En raison de ces liens présumés avec la Chine, le Comité craint que G42 ne soit un moyen pour les entreprises chinoises d’accéder à des technologies américaines qui sont par ailleurs soumises à un contrôle des exportations. Le Comité est particulièrement méfiant vis-à-vis de ses « relations commerciales étendues » avec des entreprises technologiques américaines, dont Microsoft, Dell et OpenAI.

Choisir son camp

L’accord entre Microsoft et G42 représente un cas rare impliquant un soutien ouvert de la part de leurs gouvernements respectifs. Selon l’annonce, ce « partenariat commercial est soutenu par des garanties données aux gouvernements américain et émirati par le biais d’un accord contraignant de première importance visant à appliquer les meilleures pratiques mondiales pour assurer le développement et le déploiement sécurisés, fiables et responsables de l’IA ».

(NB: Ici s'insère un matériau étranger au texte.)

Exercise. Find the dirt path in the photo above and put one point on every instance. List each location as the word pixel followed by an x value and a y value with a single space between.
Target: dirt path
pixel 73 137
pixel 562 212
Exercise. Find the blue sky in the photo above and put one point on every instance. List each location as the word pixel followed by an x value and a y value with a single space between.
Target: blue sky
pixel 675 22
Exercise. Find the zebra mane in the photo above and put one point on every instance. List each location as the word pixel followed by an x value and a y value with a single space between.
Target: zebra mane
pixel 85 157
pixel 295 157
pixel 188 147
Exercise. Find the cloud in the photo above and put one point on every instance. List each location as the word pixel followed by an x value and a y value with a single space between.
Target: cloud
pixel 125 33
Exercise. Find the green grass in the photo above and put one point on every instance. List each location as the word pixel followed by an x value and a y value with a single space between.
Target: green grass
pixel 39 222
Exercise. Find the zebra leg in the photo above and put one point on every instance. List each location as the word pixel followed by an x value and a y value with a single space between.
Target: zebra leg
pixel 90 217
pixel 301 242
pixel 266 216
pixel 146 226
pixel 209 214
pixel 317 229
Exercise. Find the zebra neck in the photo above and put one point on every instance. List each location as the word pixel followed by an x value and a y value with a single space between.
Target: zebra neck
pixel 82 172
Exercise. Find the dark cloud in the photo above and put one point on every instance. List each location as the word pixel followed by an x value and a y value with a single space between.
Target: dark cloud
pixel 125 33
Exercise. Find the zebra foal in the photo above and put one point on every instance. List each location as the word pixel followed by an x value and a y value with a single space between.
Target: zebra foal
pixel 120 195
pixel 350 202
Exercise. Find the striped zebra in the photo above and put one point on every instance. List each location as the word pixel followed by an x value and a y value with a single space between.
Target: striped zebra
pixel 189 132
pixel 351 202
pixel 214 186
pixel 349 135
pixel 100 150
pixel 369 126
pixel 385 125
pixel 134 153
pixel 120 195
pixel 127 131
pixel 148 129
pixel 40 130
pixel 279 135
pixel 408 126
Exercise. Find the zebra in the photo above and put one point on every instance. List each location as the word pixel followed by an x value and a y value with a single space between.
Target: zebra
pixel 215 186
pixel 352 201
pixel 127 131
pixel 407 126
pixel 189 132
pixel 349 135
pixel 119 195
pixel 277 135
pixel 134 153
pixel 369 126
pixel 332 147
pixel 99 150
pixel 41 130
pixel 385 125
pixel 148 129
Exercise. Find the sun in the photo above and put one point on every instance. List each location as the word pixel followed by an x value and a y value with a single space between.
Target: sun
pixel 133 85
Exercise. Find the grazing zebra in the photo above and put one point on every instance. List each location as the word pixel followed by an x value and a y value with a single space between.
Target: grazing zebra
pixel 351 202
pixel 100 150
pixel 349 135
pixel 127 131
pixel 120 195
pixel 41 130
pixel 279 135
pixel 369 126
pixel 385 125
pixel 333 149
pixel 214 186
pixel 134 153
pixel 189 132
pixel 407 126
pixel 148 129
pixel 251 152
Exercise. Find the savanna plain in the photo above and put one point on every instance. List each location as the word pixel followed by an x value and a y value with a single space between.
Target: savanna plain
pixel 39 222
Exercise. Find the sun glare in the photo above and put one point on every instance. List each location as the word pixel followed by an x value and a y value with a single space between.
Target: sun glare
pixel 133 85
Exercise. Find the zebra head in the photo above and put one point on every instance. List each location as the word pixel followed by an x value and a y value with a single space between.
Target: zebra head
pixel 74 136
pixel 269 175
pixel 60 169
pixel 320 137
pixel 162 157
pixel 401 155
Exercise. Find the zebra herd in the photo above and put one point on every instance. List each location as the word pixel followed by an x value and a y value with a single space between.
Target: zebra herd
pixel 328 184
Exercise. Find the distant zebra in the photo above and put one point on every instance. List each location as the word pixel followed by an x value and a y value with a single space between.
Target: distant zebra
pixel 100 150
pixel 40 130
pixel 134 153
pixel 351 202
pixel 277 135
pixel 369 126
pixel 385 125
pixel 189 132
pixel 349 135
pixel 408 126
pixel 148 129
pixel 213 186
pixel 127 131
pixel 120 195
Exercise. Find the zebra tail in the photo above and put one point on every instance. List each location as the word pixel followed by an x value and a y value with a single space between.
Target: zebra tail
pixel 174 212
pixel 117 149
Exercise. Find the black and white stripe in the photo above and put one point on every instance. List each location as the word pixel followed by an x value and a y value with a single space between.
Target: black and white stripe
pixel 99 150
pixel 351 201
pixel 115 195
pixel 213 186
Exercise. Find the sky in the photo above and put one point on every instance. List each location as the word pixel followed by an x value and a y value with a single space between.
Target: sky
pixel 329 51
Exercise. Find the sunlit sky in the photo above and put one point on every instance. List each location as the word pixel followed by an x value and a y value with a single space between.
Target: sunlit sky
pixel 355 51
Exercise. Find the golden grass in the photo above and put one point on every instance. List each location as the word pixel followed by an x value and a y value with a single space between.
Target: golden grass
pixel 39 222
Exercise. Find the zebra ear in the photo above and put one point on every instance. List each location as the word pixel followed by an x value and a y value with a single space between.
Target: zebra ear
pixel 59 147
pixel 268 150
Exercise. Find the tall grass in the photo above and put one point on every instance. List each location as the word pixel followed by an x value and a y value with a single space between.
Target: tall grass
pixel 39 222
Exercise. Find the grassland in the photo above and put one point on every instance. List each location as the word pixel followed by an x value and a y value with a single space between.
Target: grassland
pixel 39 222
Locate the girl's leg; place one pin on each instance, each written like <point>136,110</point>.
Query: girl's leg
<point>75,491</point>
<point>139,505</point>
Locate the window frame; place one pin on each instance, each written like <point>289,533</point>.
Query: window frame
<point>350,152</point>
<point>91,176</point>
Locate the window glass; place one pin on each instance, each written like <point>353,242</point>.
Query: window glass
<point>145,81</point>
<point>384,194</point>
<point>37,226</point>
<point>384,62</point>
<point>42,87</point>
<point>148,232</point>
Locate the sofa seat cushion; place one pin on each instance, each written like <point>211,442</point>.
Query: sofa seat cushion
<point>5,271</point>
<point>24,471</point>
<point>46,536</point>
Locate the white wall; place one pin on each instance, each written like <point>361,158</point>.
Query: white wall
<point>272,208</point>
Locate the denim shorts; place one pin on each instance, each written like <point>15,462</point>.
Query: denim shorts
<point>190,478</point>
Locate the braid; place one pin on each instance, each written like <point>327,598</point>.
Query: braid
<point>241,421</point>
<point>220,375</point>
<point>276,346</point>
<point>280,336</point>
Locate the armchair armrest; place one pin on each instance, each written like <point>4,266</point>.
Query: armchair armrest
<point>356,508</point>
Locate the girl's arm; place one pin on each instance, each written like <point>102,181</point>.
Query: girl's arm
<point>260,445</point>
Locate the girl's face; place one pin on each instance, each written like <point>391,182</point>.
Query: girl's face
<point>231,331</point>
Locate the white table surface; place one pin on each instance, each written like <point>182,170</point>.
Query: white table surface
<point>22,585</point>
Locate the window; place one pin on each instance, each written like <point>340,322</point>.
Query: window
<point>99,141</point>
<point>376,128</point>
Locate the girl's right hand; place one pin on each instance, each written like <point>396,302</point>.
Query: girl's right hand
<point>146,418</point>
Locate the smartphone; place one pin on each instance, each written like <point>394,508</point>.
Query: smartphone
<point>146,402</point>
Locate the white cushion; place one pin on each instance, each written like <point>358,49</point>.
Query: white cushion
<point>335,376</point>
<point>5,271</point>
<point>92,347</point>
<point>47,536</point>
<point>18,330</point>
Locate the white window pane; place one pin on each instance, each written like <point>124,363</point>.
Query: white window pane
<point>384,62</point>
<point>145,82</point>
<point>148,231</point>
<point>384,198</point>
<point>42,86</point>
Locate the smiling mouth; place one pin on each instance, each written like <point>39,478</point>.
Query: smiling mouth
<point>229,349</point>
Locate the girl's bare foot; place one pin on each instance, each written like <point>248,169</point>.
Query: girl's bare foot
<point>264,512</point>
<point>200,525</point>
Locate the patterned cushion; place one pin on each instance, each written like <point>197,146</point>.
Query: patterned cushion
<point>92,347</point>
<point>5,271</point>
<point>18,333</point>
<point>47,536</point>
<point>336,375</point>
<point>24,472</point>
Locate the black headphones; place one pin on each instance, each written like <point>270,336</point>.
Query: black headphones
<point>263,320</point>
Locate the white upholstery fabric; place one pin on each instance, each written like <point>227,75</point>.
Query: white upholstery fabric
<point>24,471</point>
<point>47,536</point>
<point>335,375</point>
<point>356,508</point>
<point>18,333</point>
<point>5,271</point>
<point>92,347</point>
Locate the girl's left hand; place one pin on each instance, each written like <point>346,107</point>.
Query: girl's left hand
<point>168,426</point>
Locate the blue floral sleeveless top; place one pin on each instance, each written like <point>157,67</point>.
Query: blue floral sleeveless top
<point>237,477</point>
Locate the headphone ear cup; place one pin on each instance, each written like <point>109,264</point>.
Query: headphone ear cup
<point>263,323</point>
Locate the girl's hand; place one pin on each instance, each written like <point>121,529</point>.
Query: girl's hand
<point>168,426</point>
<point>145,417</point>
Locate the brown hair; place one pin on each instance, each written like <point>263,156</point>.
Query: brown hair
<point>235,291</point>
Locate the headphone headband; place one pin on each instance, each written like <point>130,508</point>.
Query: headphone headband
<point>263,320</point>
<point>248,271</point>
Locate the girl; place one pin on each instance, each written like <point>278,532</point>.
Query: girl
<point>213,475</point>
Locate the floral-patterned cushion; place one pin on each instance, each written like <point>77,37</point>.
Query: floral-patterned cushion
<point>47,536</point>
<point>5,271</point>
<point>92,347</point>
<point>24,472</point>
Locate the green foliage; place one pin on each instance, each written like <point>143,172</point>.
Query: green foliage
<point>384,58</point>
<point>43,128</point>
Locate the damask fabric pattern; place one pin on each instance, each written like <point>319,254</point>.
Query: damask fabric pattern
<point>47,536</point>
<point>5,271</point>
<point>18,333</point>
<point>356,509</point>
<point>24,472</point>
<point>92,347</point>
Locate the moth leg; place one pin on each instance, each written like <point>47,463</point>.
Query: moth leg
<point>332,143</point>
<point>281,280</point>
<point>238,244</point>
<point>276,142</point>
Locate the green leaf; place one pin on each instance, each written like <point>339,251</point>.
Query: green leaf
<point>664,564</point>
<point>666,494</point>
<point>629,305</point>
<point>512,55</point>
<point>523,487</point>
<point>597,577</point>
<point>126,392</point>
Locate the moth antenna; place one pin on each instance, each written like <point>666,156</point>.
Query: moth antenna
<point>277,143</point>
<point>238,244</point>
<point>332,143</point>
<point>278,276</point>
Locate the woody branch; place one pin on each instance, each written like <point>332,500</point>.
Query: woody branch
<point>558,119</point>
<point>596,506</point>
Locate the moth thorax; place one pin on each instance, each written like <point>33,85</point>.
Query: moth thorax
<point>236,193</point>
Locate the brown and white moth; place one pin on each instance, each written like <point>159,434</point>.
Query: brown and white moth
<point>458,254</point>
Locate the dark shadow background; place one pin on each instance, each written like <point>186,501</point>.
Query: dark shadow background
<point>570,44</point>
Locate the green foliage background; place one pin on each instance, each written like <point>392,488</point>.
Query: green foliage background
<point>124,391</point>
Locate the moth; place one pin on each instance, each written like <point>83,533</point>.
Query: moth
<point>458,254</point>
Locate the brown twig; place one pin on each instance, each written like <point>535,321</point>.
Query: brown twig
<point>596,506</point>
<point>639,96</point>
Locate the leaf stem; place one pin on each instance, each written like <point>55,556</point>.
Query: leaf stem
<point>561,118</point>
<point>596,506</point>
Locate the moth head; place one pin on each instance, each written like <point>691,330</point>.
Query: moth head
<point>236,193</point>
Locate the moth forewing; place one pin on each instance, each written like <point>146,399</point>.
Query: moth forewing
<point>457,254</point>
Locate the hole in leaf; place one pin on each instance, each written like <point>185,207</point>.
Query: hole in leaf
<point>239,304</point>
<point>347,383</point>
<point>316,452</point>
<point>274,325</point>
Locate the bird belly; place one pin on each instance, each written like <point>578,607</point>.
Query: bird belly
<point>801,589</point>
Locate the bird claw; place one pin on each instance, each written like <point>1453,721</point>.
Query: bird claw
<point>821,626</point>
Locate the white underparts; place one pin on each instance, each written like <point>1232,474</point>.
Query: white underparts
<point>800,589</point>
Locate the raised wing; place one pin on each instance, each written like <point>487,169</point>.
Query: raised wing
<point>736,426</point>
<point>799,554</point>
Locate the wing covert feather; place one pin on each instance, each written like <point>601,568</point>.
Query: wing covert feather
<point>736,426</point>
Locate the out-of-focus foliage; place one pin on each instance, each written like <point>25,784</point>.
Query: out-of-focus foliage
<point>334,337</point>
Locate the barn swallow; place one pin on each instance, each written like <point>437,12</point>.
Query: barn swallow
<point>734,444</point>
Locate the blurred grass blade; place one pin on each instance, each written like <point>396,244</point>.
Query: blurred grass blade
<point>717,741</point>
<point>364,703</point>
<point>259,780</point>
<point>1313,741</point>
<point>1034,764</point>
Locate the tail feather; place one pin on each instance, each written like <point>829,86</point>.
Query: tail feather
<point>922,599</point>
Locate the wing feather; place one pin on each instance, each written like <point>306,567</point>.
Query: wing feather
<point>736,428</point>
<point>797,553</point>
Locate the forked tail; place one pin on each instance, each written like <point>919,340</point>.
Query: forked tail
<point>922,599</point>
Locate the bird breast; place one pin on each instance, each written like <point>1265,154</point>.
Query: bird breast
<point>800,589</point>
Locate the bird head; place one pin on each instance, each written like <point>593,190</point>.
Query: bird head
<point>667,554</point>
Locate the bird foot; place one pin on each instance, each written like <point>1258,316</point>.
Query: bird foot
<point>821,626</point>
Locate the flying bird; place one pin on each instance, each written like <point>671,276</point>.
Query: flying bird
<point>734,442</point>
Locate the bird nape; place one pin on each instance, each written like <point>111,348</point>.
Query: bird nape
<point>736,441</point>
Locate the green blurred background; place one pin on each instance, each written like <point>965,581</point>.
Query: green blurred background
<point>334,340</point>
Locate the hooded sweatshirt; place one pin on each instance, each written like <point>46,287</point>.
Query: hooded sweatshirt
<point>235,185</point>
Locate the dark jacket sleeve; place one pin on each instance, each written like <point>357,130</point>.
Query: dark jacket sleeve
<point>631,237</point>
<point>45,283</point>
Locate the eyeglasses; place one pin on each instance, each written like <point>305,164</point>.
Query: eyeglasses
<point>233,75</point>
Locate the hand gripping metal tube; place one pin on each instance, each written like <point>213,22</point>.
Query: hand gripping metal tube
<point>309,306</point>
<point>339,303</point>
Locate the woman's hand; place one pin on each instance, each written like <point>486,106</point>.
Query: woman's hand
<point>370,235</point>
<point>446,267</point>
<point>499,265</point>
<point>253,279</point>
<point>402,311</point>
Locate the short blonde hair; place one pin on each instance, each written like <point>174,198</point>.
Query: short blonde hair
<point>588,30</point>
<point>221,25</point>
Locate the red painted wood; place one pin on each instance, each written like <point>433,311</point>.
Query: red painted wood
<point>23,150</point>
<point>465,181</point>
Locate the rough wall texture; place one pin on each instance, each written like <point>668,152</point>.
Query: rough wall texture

Si l’accord aboutit, il désignera Microsoft comme partenaire cloud officiel de G42. Aux termes de l’accord, la plateforme de données de l’entreprise émiratie et d’autres infrastructures technologiques clés migreront vers Microsoft Azure, qui alimentera le développement des produits d’IA de G42. G42 a déjà un partenariat avec OpenAI qui a commencé en 2023.

Le partenariat avec Microsoft semble faire partie des efforts continus de G42 pour réduire son influence chinoise. La société a cédé son portefeuille lié à la Chine, y compris la maison mère de TikTok, ByteDance, et Xiao a déclaré fin de l’année dernière que l’entreprise avait l’intention de se débarrasser du matériel chinois, affirmant « Nous ne pouvons pas travailler des deux côtés ».

En retour, Microsoft bénéficie d’un accès étendu au marché de la région, où son activité d’IA et Azure seront mis en œuvre dans un large éventail de secteurs tels que les services financiers, la santé, l’énergie, le gouvernement et l’éducation. Le partenariat prévoit également la création d’un fonds de 1 milliard de dollars « pour former les développeurs aux compétences en IA » aux Émirats arabes unis et dans la région plus large.

Comme les entreprises technologiques l’ont appris au cours des dernières années, il est de plus en plus difficile d’éviter de choisir un camp entre les États-Unis et la Chine, que ce soit en termes de fournisseurs de technologie, d’utilisateurs ou d’investisseurs. Les développements autour de G42 démontrent que même un pays comme les Émirats arabes unis, qui a cherché à être un terrain neutre entre les deux nations rivales, sera finalement contraint de prendre parti.